De kerk wordt daarmee voor de grote verdrukking bewaard, maar door die grote verdrukking heen, die met name de Joden en heidense volken treft, knoopt God zijn band met het Joodse volk weer aan. De kerk is dus een intermezzo, een tussenperiode, die loopt van de verwerping van Jezus Christus door de Joden tot aan de bekering van de Joden tot Jezus, hun Messias.

Ik wijs u er nog eens op dat de kerk door haar Opname in de hemel geheel buiten de grote verdrukking valt. Alles wat er in Openb. 6-19 staat, heeft volgens de premillennialistische opvatting met de Joden en niets met de kerkgeschiedenis te maken. De geschiedenis die zich verder op aarde zal afspelen, inclusief de duizend jaren die als een periode van precies duizend jaren wordt opgevat, vormt de voortzetting van de geschiedenis tussen God en zijn volk Israël.

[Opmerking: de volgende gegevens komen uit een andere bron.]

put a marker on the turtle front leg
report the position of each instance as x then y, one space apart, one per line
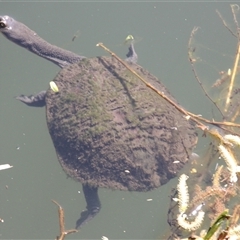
93 205
34 101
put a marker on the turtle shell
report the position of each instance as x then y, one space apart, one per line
110 130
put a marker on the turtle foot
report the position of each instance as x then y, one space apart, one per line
93 205
33 101
86 216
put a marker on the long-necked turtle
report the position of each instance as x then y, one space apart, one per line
109 130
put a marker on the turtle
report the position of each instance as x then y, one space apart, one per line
108 128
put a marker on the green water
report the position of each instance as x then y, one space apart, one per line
36 178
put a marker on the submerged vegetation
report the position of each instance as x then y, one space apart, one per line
210 208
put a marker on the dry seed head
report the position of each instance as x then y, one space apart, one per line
191 226
183 195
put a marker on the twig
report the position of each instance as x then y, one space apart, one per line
180 109
63 233
236 59
225 24
232 78
191 60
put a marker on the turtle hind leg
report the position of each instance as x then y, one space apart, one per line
93 205
34 101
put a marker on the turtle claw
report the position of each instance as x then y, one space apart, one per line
93 205
86 216
132 56
33 101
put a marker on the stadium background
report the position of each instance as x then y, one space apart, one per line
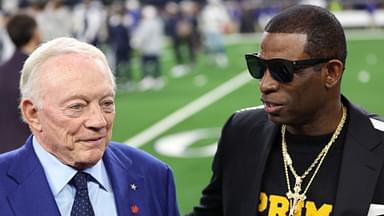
181 123
139 111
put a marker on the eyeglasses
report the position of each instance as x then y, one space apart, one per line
281 70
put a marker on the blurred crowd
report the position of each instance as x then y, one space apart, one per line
124 28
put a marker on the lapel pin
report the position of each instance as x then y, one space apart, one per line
134 209
133 187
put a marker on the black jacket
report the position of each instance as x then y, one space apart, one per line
242 154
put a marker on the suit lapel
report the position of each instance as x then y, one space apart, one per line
33 195
128 187
361 164
263 146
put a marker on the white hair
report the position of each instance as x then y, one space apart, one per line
31 74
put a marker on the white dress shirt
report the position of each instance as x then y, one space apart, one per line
59 175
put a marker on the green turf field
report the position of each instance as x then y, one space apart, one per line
197 105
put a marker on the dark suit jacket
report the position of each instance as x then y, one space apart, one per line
242 154
24 189
13 131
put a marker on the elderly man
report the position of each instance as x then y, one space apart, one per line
309 150
69 166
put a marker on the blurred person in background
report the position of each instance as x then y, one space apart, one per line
215 21
181 26
88 19
119 39
70 166
24 33
148 39
7 48
308 150
53 20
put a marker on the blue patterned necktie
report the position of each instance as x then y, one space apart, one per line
82 205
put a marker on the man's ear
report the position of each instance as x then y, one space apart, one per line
30 112
334 72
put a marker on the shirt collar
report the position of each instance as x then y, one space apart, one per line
59 174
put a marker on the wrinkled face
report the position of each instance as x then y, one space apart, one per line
296 102
77 109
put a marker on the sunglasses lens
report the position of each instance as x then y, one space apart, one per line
281 71
256 66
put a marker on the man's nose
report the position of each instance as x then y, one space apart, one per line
268 83
96 118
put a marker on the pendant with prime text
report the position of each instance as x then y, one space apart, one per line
296 197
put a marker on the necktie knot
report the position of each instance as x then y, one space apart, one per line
79 181
82 205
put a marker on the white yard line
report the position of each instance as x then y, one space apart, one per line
189 110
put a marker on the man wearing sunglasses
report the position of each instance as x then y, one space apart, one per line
308 150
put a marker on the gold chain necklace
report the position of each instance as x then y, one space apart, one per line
296 197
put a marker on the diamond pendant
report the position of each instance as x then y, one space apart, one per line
296 197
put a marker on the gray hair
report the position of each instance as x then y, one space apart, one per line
30 74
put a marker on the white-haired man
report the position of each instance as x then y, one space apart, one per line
69 166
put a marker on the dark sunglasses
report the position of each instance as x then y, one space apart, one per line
281 70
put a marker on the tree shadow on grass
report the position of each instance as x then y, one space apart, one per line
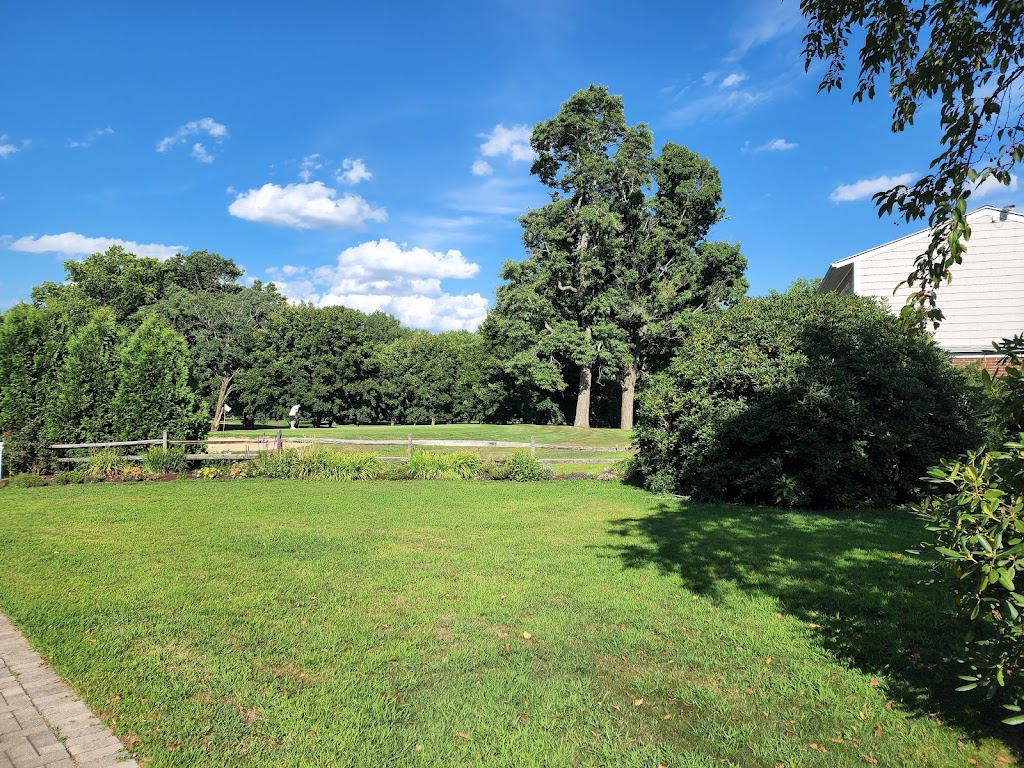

Let er goed op wat dit betekent! Toen Jezus naar de hemel opvoer, was Hij kennelijk nog geen Messias die zeggenschap over de wereld en alle volken had, zoals het amillennialisme en het postmillennialisme, op grond van Mat. 28,18 stellen. Kijkt nog even naar een van de andere tijdbalken en let op de tekst die bij de hemelvaart van Christus vermeld is. Met andere woorden: volgens de a- en post-millennialisten begint Jezus als de  Messias zijn heerschappij niet pas te effectueren in een duizendjarig rijk, maar dat doet Hij al vanaf zijn hemelvaart. God heeft Jezus, zoals Petrus het onder woorden brengt in Hand 2,36, tot Heer en Messias aangesteld. De Messias moet nog niet komen, maar is al gekomen.

Maar in het premillennialisme keert het Joodse leven met de thora, met de sabbat en met de tempel terug, alsof er geen Jezus als hogepriester zijn verzoenend werk voor de hele mensheid, inclusief voor het Joodse volk, verricht heeft!

Verder zien we dat na de terugkeer van Christus – die ‘pre’, d.i. vóór de aanvang van het duizendjarig rijk plaatsvindt – precies duizend jaren duurt. Uiteraard is dat dan een rijk waarin Christus, begeleid door zijn gemeente in de hemel, samen met het Joodse volk over de wereld regeert. De Messias zou tronen te Jeruzalem, als vorst uit het huis van David.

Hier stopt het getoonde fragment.